I am tring to find $$\int_{\Gamma}\frac{\cos(z)}{z^2(z^2+1)} \ dz,$$ where $\Gamma$ is the circle $|z|=2$.
My attempt:
Let $f(z)=\frac{\cos(z)}{z^2(z^2+1)}.$ Now, $f$ has singularities at $z=0,\pm i$.

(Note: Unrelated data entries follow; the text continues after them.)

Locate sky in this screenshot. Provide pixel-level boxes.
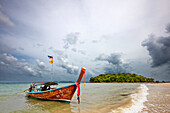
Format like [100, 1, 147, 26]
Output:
[0, 0, 170, 81]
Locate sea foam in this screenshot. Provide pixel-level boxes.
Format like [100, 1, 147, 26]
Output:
[112, 84, 149, 113]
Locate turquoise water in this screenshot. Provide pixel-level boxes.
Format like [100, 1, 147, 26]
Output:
[0, 83, 140, 113]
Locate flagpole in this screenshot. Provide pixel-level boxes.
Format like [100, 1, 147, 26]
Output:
[51, 60, 54, 82]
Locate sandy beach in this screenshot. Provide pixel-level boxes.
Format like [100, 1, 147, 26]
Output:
[142, 83, 170, 113]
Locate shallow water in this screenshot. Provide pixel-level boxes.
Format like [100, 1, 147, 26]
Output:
[0, 83, 141, 113]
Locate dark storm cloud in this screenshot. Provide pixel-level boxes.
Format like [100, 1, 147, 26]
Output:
[0, 53, 37, 76]
[71, 48, 77, 52]
[78, 50, 86, 55]
[61, 63, 78, 75]
[0, 43, 16, 53]
[95, 53, 130, 73]
[63, 32, 79, 49]
[142, 27, 170, 67]
[96, 53, 122, 65]
[57, 56, 79, 75]
[18, 47, 24, 51]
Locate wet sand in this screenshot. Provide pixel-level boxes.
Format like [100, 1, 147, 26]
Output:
[142, 83, 170, 113]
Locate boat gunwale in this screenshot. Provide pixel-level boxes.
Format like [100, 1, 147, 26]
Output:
[27, 84, 76, 94]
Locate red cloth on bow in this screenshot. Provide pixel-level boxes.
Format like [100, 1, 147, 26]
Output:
[75, 82, 80, 96]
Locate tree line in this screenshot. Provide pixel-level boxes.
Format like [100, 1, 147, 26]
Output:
[90, 73, 154, 83]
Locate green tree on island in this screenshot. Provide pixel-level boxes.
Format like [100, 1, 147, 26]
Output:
[90, 73, 154, 83]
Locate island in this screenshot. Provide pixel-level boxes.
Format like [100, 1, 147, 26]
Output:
[90, 73, 154, 83]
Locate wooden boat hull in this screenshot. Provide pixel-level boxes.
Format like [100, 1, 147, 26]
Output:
[27, 84, 77, 102]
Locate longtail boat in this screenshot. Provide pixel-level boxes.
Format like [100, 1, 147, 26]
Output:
[26, 67, 86, 102]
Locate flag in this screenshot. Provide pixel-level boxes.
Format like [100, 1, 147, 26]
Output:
[48, 55, 53, 59]
[49, 60, 53, 64]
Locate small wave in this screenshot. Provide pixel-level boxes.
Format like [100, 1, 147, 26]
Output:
[112, 84, 149, 113]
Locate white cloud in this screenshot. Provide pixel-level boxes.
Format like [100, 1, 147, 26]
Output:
[0, 11, 14, 27]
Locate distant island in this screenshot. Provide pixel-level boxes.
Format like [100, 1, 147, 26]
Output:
[90, 73, 154, 83]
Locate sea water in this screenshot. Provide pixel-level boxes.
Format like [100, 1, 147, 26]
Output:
[0, 83, 148, 113]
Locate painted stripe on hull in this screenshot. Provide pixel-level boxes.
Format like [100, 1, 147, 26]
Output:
[27, 84, 77, 101]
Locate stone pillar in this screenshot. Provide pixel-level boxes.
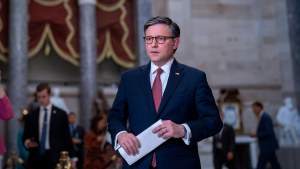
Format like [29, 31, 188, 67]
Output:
[287, 0, 300, 110]
[6, 0, 28, 153]
[136, 0, 152, 65]
[79, 0, 97, 129]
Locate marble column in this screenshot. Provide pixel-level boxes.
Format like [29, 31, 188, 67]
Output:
[287, 0, 300, 110]
[136, 0, 152, 65]
[6, 0, 28, 153]
[79, 0, 97, 129]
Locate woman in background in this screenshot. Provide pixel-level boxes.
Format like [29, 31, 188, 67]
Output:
[0, 71, 14, 154]
[84, 114, 115, 169]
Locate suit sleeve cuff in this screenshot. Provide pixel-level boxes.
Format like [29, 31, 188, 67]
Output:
[114, 131, 127, 150]
[181, 123, 192, 145]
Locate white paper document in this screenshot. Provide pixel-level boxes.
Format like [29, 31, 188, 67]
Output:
[118, 120, 166, 165]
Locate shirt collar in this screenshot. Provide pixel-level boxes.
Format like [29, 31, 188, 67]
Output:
[40, 103, 52, 112]
[150, 58, 174, 74]
[258, 110, 264, 119]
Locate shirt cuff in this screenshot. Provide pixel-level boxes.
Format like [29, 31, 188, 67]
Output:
[181, 123, 192, 145]
[114, 131, 127, 150]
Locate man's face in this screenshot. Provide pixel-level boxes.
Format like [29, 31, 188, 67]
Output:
[145, 24, 180, 67]
[36, 89, 50, 107]
[252, 105, 261, 115]
[68, 114, 76, 124]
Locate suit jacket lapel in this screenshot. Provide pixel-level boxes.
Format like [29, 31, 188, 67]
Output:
[139, 62, 156, 112]
[157, 59, 184, 115]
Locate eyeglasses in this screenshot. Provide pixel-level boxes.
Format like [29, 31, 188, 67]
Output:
[144, 36, 174, 44]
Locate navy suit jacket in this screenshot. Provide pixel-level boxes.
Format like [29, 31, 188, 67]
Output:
[23, 105, 75, 164]
[256, 112, 279, 153]
[108, 59, 223, 169]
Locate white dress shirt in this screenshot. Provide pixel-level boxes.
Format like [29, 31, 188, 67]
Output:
[39, 103, 52, 150]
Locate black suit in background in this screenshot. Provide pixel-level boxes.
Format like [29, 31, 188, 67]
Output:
[23, 105, 74, 169]
[70, 125, 85, 169]
[256, 112, 281, 169]
[213, 124, 236, 169]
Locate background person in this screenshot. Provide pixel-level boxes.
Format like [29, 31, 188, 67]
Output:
[213, 112, 236, 169]
[68, 112, 85, 169]
[0, 71, 14, 155]
[252, 102, 281, 169]
[23, 83, 76, 169]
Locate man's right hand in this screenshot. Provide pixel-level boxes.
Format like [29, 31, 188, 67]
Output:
[117, 132, 141, 155]
[25, 139, 39, 148]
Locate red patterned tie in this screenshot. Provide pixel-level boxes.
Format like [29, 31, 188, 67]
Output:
[151, 68, 163, 168]
[152, 68, 163, 112]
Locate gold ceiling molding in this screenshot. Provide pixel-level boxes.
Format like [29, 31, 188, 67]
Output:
[29, 24, 79, 66]
[97, 0, 125, 12]
[97, 0, 135, 68]
[33, 0, 63, 6]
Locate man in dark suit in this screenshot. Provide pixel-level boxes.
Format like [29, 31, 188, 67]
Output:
[252, 102, 281, 169]
[108, 16, 223, 169]
[213, 112, 236, 169]
[23, 83, 76, 169]
[68, 112, 85, 169]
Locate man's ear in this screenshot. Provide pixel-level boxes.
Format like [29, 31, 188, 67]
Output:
[173, 37, 180, 48]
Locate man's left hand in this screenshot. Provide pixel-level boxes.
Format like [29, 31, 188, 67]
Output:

$z=0$ is a pole of order $2$ and the residue is:
$$\lim_{z\to 0}\frac{\partial}{\partial z}\left(\frac{\cos(z)}{(z^2+1)}\right)=\frac{-z^2\sin(z)-\sin(z)-2z\cos(z)}{(z+1)^2}=0.$$
$z=i$ is a simple pole and has residue:
$$\lim_{z\to i} \frac{\cos(z)}{z^2(z+i)}=\frac{\cos(i)}{-2i}=\frac{\cosh(1)}{-2i}.$$
$z=-i$ is a simple pole and similar to above, has residue $\frac{\cosh(1)}{2i}.$
Now by the Residue theorem (all singularities lie inside $\Gamma$), $$\int_\Gamma f(z) \ dz=2\pi i\left(0-\frac{\cosh(1)}{2i}+\frac{\cosh(1)}{2i}\right)=0.$$
Is this a correct use of the Residue theorem?
Best Answer
Yes this is correct. Just to note, if your contour is more complicated you must factor in the winding number for each pole as well. Here they are all trivially 1.